Create an Experience Pick a theme for your SKO and turn it into an experience. Incorporating your theme in signs and presentations is a start. But we live in a 3-D world and the more senses that are engaged, the more we remember something.
Imagine your SKO as a game show, with a host, players answering questions about what they learned in the last session and competing against each other for prizes (salespeople are competitive and incentive-driven, after all). How much more likely do you think your sales team is to remember what they learn in this type of setting?
Prioritize Content to Leave Room for Breaks You want the team’s full attention, and you have to squeeze too much content into too little time. What’s the solution?
It sounds radical and impractical, but it’s 100% worth the time and interdepartmental struggle it may take to decide what must be communicated in-person at SKO and what can be presented virtually in the weeks following. Because if you jam-pack as much as you can into each day, you can bet your team is spending time distracted, worrying about how they’ll fit the five must-do customer calls into the 15 total minutes of break time allotted.

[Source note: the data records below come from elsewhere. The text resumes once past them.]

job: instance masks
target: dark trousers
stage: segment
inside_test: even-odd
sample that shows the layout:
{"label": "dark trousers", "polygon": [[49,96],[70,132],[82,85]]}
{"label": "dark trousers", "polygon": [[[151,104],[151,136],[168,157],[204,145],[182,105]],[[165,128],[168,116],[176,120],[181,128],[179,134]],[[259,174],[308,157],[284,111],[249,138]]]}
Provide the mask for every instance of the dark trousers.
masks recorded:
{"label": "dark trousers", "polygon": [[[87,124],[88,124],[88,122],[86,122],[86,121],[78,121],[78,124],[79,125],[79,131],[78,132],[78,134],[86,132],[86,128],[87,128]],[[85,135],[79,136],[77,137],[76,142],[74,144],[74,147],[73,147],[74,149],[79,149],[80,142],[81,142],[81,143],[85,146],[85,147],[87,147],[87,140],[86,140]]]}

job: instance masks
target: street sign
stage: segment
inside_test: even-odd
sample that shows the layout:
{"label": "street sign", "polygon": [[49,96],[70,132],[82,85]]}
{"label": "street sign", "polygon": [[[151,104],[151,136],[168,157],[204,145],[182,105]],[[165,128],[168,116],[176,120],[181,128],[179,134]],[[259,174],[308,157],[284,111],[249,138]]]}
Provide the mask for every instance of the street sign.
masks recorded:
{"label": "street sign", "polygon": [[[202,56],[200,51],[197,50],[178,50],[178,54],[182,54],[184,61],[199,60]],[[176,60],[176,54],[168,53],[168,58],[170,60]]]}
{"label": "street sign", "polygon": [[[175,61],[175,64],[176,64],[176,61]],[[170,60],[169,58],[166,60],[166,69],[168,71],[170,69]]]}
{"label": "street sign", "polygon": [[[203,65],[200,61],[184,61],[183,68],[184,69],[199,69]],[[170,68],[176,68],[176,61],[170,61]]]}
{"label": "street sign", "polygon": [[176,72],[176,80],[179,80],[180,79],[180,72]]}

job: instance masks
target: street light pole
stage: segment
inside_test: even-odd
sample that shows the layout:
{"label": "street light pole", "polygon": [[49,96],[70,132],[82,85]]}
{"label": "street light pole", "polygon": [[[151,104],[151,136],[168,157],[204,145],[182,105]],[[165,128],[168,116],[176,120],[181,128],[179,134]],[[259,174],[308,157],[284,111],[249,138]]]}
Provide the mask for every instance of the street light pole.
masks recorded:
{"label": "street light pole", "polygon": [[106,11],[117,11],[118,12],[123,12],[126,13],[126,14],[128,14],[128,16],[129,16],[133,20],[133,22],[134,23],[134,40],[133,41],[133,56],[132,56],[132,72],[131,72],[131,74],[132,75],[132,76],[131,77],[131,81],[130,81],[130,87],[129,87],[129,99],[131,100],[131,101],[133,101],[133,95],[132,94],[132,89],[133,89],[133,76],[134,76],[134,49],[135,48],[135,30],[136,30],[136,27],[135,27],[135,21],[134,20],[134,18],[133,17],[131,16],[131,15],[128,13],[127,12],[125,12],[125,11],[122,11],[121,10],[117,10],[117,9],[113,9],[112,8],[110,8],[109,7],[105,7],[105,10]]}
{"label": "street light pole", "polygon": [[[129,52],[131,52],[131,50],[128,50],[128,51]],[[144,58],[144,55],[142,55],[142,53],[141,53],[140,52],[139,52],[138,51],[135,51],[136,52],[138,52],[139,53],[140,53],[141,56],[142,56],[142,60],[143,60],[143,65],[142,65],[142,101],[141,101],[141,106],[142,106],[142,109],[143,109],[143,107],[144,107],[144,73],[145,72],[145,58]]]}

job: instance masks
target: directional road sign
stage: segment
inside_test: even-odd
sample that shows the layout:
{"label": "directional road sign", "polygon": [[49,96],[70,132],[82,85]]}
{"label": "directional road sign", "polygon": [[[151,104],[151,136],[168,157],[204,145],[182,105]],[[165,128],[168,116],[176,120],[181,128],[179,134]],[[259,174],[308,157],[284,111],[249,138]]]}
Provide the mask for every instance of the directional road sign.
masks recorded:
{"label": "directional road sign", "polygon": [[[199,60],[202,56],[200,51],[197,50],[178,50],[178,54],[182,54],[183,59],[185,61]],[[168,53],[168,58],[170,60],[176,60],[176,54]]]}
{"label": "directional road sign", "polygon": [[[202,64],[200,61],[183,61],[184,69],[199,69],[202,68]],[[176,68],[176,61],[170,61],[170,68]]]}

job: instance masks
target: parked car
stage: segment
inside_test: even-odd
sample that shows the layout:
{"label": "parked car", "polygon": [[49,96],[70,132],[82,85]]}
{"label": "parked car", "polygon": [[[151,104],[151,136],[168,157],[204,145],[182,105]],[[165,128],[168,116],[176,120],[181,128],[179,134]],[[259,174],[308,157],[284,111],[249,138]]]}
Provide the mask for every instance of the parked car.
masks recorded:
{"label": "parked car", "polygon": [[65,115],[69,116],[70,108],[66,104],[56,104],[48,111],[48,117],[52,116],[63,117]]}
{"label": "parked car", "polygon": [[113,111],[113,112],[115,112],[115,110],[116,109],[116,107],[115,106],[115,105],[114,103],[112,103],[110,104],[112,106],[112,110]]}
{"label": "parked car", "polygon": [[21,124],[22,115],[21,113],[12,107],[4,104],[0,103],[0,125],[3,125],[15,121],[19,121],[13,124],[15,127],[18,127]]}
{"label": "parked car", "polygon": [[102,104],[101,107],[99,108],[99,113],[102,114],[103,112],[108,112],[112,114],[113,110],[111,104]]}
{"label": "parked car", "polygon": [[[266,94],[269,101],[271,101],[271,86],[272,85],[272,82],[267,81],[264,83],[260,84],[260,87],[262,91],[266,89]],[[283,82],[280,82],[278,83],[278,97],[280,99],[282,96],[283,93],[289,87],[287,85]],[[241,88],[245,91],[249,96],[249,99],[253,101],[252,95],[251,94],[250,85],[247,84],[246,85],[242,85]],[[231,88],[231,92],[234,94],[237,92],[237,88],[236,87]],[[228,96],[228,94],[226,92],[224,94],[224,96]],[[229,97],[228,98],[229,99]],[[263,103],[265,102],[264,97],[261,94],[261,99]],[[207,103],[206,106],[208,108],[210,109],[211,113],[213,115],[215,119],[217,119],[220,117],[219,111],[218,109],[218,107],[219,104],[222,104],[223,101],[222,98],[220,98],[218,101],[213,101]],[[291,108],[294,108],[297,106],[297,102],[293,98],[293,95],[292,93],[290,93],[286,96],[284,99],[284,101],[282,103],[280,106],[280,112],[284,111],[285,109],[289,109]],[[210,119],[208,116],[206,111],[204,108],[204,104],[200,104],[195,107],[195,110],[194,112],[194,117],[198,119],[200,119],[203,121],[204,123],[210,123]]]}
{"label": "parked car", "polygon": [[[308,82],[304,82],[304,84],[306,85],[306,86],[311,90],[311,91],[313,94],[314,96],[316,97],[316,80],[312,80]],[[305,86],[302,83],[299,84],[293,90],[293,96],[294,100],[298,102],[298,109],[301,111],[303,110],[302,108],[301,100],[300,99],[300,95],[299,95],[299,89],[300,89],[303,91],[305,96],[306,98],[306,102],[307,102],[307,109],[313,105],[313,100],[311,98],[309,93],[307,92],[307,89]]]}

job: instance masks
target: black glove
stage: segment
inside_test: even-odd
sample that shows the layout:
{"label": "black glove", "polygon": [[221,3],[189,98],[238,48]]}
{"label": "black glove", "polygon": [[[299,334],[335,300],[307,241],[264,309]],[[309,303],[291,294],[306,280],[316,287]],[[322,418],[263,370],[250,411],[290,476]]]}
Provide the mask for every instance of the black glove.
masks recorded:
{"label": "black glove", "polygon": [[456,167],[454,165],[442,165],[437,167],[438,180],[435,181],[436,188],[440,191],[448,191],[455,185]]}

DO Sweat the Small Stuff The details matter. Your sales people work hard and bring in big $$$. The more appreciated they feel, the better for employee retainment; the more exciting you can make the show, the more attention you’ll sustain.
Location matters (geographically and venue). People care about music selection and entertainment. Good food matters. Lighting and sound design make a difference. 100 little things add up to the overall impression that this was a fantastic event.
(Need help producing your event? Contact AVT Productions.)
Share Success Stories Real-life examples are always more captivating, and easier to understand than the theoretical. Tell it from both sides – the client and your top sales person.
For example, pre-SKO, gather details from a few clients around why they bought and what’s working for them and present that information. Then have a panel of those top salespeople who sold the accounts interviewed live on stage, with a Q&A at the end. This is a great learning experience for new (and less successful) sales reps.
Keep it Positive & Recognize SKO is a time to rally the troops! The tone should be upbeat, and it’s important to recognize those who have succeeded since the last time you all got together. Not only is this ideal for those in the spotlight, but it’s also a powerful motivator for all your reps to keep their eye on the prize, so they are the one’s up there next year.